Futuro em construção: o que esperar do comércio eletrônico

Alta tecnologia, experiência do consumidor e aumento de compras via celular estão entre os principais pilares para o futuro em construção

Mercado Livre Experience 2018_AssinaturaO comércio eletrônico reage a mudanças vindas de diversas direções: responde aos avanços tecnológicos constantes, às transformações de comportamento dos consumidores e às tendências de varejo que alternam o que está no topo da lista de compra dos clientes.

Em apresentação durante o Mercado Livre Experience 2018, Stelleo Tolda, COO e co-fundador do Mercado Livre, falou sobre as tendências que impactam a sociedade como um todo e de que maneira elas podem ser as precursoras de grandes modificações no e-commerce.

Tecnologia como motor de mudança

Os recursos tecnológicos, sem dúvida, são aliados do e-commerce se forem usados de maneira inteligente. Três ferramentas foram destacadas por Tolda durante a sua palestra:

Inteligência Artificial

A Inteligência Artificial desponta em meio às inovações tecnológicas. Para os líderes empresariais, em funções que ela já se faz presente, a estimativa é que essas atividades cresçam 61% nos próximos três anos. A colaboração entre homem e máquina é de extrema importância para a estratégia dos negócios.

Para quem empreende em comércio eletrônico, ela pode melhorar a experiência de compra do usuário, aprimorar a segurança da loja virtual e realizar ações repetitivas. Como, por exemplo, um atendimento via chatbot.

Impressão 3D

Já é uma realidade em campos, como a medicina e a engenharia. Imaginou quando alguém conseguir imprimir um produto antes de comprá-lo?
Seria uma revolução se as pessoas pudessem ter uma noção do que estão vendo na tela. Certamente, evitaria devolução de produtos.

Migração de telas

Os celulares já se tornaram tela primária para muita gente. As pessoas assistem séries, pagam as contas e até usam como cartão de crédito. Com funções cada vez mais avançadas, é de se esperar que ele se desdobre em inúmeras funções. Para o comércio eletrônico, já espera para 2021 que 70% das transações sejam por meio do comércio móvel (m-commerce).

Consumidor em primeiro lugar

A convergência desses avanços tecnológicos chega em um ponto comum: o cliente. Ele, certamente, já tem um grande percentual da sua atenção, a experiência dele se torna protagonista de todo o ecossistema.

O conceito de Consumer First (consumidor em primeiro lugar) chega à sua máxima potência e, para aproveitar as oportunidades de venda é preciso entender que ele não é baseado em padrões de consumo, mas sim em suas variações.

Com múltiplos perfis de compra, diversidade de preferências e circunstâncias de consumo é preciso estar preparado para oferecer ao seu cliente um mar de opções ao longo da jornada. Mais do que vender, é preciso engajar este consumidor, mostrar relevância na compra, colocar em evidência que você sabe que a escolha dele é primordial.

Mudança no modo de pensar

Em uma época em que o consumo é cada vez mais planejado e consciente, observa-se uma mudança na forma de pensar dos consumidores.
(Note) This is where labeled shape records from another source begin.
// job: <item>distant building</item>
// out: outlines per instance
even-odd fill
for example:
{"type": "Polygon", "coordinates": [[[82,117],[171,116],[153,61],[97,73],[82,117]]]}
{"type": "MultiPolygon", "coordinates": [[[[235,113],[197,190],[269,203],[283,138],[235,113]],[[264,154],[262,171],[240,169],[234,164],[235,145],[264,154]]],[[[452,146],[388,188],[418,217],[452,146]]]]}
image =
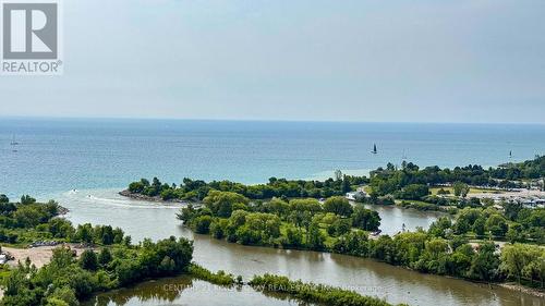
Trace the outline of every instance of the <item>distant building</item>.
{"type": "Polygon", "coordinates": [[[360,199],[364,199],[365,197],[367,197],[367,193],[365,193],[363,191],[347,193],[347,195],[346,195],[346,198],[349,200],[360,200],[360,199]]]}

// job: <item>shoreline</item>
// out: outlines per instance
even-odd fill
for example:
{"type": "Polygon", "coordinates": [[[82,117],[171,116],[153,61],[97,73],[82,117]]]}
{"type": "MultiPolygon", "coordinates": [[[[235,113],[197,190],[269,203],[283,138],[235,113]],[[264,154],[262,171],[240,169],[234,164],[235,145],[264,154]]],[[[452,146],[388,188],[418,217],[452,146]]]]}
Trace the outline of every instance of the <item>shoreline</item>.
{"type": "MultiPolygon", "coordinates": [[[[164,200],[159,196],[150,197],[150,196],[146,196],[146,195],[142,195],[142,194],[133,194],[133,193],[130,193],[128,189],[119,192],[119,195],[125,196],[125,197],[129,197],[129,198],[132,198],[132,199],[135,199],[135,200],[143,200],[143,201],[154,201],[154,203],[164,203],[164,204],[169,204],[169,203],[198,204],[197,201],[164,200]]],[[[391,206],[395,206],[395,207],[398,207],[398,208],[401,208],[401,209],[413,209],[413,210],[416,210],[416,211],[422,211],[422,210],[417,210],[417,209],[410,208],[410,207],[401,207],[401,206],[398,206],[398,205],[391,205],[391,206]]],[[[423,212],[448,213],[448,212],[441,211],[441,210],[425,210],[423,212]]],[[[187,228],[187,229],[193,234],[197,234],[193,230],[191,230],[190,228],[187,228]]],[[[202,234],[202,235],[206,235],[206,234],[202,234]]],[[[270,246],[270,245],[247,245],[247,246],[250,246],[250,247],[278,248],[278,247],[270,246]]],[[[340,254],[340,253],[328,252],[328,250],[310,250],[310,249],[306,249],[306,248],[296,248],[296,247],[294,247],[294,248],[280,247],[280,249],[294,249],[294,250],[301,250],[301,252],[318,252],[318,253],[324,253],[324,254],[339,254],[339,255],[351,256],[351,255],[347,255],[347,254],[340,254]]],[[[358,256],[351,256],[351,257],[358,257],[358,256]]],[[[363,257],[358,257],[358,258],[363,258],[363,257]]],[[[405,269],[405,270],[410,270],[410,271],[415,271],[415,272],[419,272],[419,273],[423,273],[423,272],[413,270],[413,269],[411,269],[409,267],[390,265],[388,262],[376,260],[376,259],[373,259],[373,258],[367,258],[367,259],[375,260],[376,262],[384,262],[384,264],[386,264],[388,266],[392,266],[392,267],[396,267],[396,268],[401,268],[401,269],[405,269]]],[[[423,273],[423,274],[431,274],[431,273],[423,273]]],[[[522,292],[522,293],[525,293],[525,294],[529,294],[529,295],[532,295],[532,296],[536,296],[536,297],[540,297],[540,298],[545,298],[545,291],[541,291],[541,290],[534,289],[534,287],[526,287],[524,285],[520,285],[520,284],[514,283],[514,282],[504,282],[504,283],[491,282],[491,283],[487,283],[487,282],[480,282],[480,281],[474,281],[474,280],[471,280],[471,279],[465,279],[465,278],[457,278],[457,277],[452,277],[452,276],[439,276],[439,274],[431,274],[431,276],[437,276],[437,277],[444,277],[444,278],[447,278],[447,279],[461,280],[461,281],[467,281],[467,282],[474,283],[474,284],[496,285],[496,286],[504,287],[504,289],[507,289],[507,290],[510,290],[510,291],[513,291],[513,292],[522,292]]]]}
{"type": "Polygon", "coordinates": [[[142,195],[142,194],[134,194],[128,189],[121,191],[118,194],[120,196],[124,196],[124,197],[132,198],[135,200],[142,200],[142,201],[154,201],[154,203],[162,203],[162,204],[172,204],[172,203],[174,203],[174,204],[190,204],[190,203],[193,203],[193,201],[175,200],[175,199],[165,200],[165,199],[160,198],[159,196],[152,197],[152,196],[146,196],[146,195],[142,195]]]}

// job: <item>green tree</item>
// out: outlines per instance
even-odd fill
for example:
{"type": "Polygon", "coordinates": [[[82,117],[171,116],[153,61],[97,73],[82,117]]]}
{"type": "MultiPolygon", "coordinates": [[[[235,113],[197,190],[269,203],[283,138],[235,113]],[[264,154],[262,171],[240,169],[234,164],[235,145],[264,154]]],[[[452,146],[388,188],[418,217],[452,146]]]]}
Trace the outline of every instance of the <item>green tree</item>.
{"type": "Polygon", "coordinates": [[[364,231],[377,231],[380,227],[380,216],[377,211],[356,205],[352,213],[352,225],[364,231]]]}
{"type": "Polygon", "coordinates": [[[456,182],[455,184],[452,184],[452,189],[455,192],[455,196],[465,197],[470,192],[470,186],[462,182],[456,182]]]}
{"type": "Polygon", "coordinates": [[[80,257],[80,267],[85,270],[95,271],[98,269],[97,254],[93,249],[85,249],[80,257]]]}
{"type": "Polygon", "coordinates": [[[524,267],[532,261],[532,255],[531,249],[525,245],[506,245],[501,249],[500,268],[520,283],[524,267]]]}
{"type": "Polygon", "coordinates": [[[341,217],[350,217],[353,212],[352,205],[342,196],[335,196],[326,199],[324,203],[324,210],[341,217]]]}
{"type": "Polygon", "coordinates": [[[228,218],[234,210],[233,206],[246,206],[250,200],[237,193],[210,191],[203,201],[214,216],[228,218]]]}

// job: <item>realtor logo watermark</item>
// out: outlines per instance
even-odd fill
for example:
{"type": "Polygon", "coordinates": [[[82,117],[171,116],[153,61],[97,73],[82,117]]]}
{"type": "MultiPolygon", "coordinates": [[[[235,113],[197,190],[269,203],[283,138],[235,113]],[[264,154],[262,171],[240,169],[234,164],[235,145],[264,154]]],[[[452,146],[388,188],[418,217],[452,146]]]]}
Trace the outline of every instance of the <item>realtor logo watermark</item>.
{"type": "Polygon", "coordinates": [[[59,0],[0,0],[1,74],[62,74],[59,0]]]}

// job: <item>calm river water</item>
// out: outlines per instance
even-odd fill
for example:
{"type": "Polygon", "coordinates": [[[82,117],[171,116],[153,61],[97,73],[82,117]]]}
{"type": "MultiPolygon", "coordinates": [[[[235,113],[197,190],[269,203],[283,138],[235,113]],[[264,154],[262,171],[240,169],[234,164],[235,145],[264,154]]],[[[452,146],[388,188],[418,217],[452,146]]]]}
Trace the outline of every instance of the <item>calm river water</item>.
{"type": "MultiPolygon", "coordinates": [[[[254,274],[275,273],[316,283],[343,286],[390,303],[410,305],[545,305],[528,294],[498,286],[422,274],[370,259],[315,252],[250,247],[195,235],[175,219],[179,207],[135,201],[117,195],[116,189],[66,192],[51,195],[71,212],[74,223],[104,223],[122,228],[133,241],[170,235],[194,240],[194,260],[210,270],[226,270],[249,280],[254,274]]],[[[427,228],[436,213],[376,208],[385,233],[427,228]]],[[[250,287],[229,292],[187,278],[146,282],[136,287],[99,295],[92,305],[296,305],[278,296],[265,296],[250,287]],[[192,284],[185,290],[169,290],[192,284]],[[203,304],[203,303],[208,304],[203,304]],[[250,303],[250,304],[244,304],[250,303]]]]}

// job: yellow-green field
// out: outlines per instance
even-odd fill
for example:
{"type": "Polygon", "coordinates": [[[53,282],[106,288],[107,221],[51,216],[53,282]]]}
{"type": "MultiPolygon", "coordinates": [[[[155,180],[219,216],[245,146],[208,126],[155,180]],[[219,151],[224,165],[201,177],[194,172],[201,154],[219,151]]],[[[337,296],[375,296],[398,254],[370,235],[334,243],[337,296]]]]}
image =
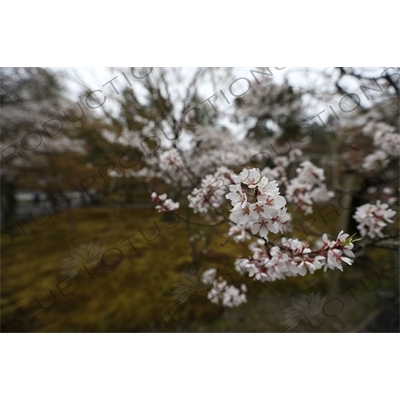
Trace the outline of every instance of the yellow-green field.
{"type": "MultiPolygon", "coordinates": [[[[15,227],[11,245],[3,235],[2,332],[282,332],[292,296],[327,296],[332,279],[329,271],[265,284],[241,277],[233,268],[235,256],[248,253],[244,245],[227,242],[226,225],[204,228],[212,233],[211,244],[194,265],[185,223],[163,221],[150,208],[82,209],[46,219],[38,220],[40,226],[25,222],[25,233],[15,227]],[[60,267],[71,247],[91,242],[106,250],[102,261],[82,263],[66,279],[60,267]],[[199,290],[176,305],[171,291],[182,282],[181,273],[201,267],[217,268],[235,286],[245,282],[247,304],[223,309],[199,290]]],[[[398,293],[393,260],[384,250],[345,268],[336,300],[288,332],[359,329],[377,309],[378,291],[398,293]]]]}

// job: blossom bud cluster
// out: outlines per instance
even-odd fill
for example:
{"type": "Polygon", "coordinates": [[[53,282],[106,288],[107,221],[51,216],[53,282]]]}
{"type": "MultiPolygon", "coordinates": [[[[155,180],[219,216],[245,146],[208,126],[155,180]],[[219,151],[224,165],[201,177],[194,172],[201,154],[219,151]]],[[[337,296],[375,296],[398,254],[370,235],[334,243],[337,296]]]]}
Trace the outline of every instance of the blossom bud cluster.
{"type": "Polygon", "coordinates": [[[313,202],[328,201],[334,196],[334,193],[326,188],[322,168],[316,167],[310,161],[303,161],[296,172],[297,176],[287,185],[286,198],[297,204],[306,215],[313,212],[313,202]]]}
{"type": "MultiPolygon", "coordinates": [[[[262,244],[262,241],[259,241],[262,244]]],[[[354,262],[352,238],[341,231],[336,240],[322,236],[318,249],[311,250],[307,242],[298,239],[282,239],[282,244],[271,249],[251,246],[253,255],[250,258],[240,258],[236,270],[247,274],[261,282],[274,282],[290,276],[304,276],[307,272],[313,274],[324,268],[343,271],[342,262],[351,265],[354,262]]]]}
{"type": "Polygon", "coordinates": [[[228,181],[229,170],[220,167],[214,174],[208,174],[201,181],[199,189],[193,189],[188,196],[189,207],[195,213],[207,213],[210,209],[218,209],[225,202],[225,182],[228,181]]]}
{"type": "Polygon", "coordinates": [[[156,192],[153,192],[151,194],[151,200],[155,203],[159,203],[159,205],[156,206],[156,210],[159,213],[174,212],[179,208],[179,203],[174,203],[171,199],[167,199],[166,194],[161,194],[159,196],[156,192]]]}
{"type": "Polygon", "coordinates": [[[211,268],[205,271],[202,277],[202,282],[205,285],[212,285],[211,290],[207,294],[207,299],[211,303],[219,304],[221,302],[224,307],[238,307],[247,302],[246,285],[242,284],[240,289],[238,289],[233,285],[228,285],[221,276],[215,279],[216,273],[216,269],[211,268]]]}
{"type": "Polygon", "coordinates": [[[268,240],[268,233],[283,232],[283,226],[290,220],[286,200],[279,194],[276,181],[262,177],[260,170],[244,169],[239,175],[232,175],[233,185],[225,196],[233,208],[230,220],[238,227],[250,228],[268,240]]]}
{"type": "Polygon", "coordinates": [[[358,222],[357,229],[361,235],[374,239],[383,237],[382,229],[387,226],[387,222],[393,223],[391,218],[395,215],[396,211],[390,209],[388,204],[381,204],[377,200],[376,204],[368,203],[358,207],[353,218],[358,222]]]}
Daniela Klaiman, co-fundadora do WinWin Media, empresa de tecnologia, falou que “o futuro acontecerá por meio do comportamento do consumidor”.

Ela vê quatro grandes transformações:

  • A era do monopólio social: importância do que gera valores para as pessoas e tocam a vida delas;
  • Transição do racional para o emocional: conexões cada vez mais próximas;
  • Ênfase na tecnologia: a velocidade do mundo muda a todo o momento e a tecnologia é um dos principais motores;
  • Escassez X Demanda: quanto mais demanda, maiores os preços. E vice-versa.

O futuro em construção já está em andamento. O desenvolvimento das relações e o que irá aproximar as pessoas umas das outras dependem de como a sociedade lidará com as ferramentas que a tecnologia já proporciona.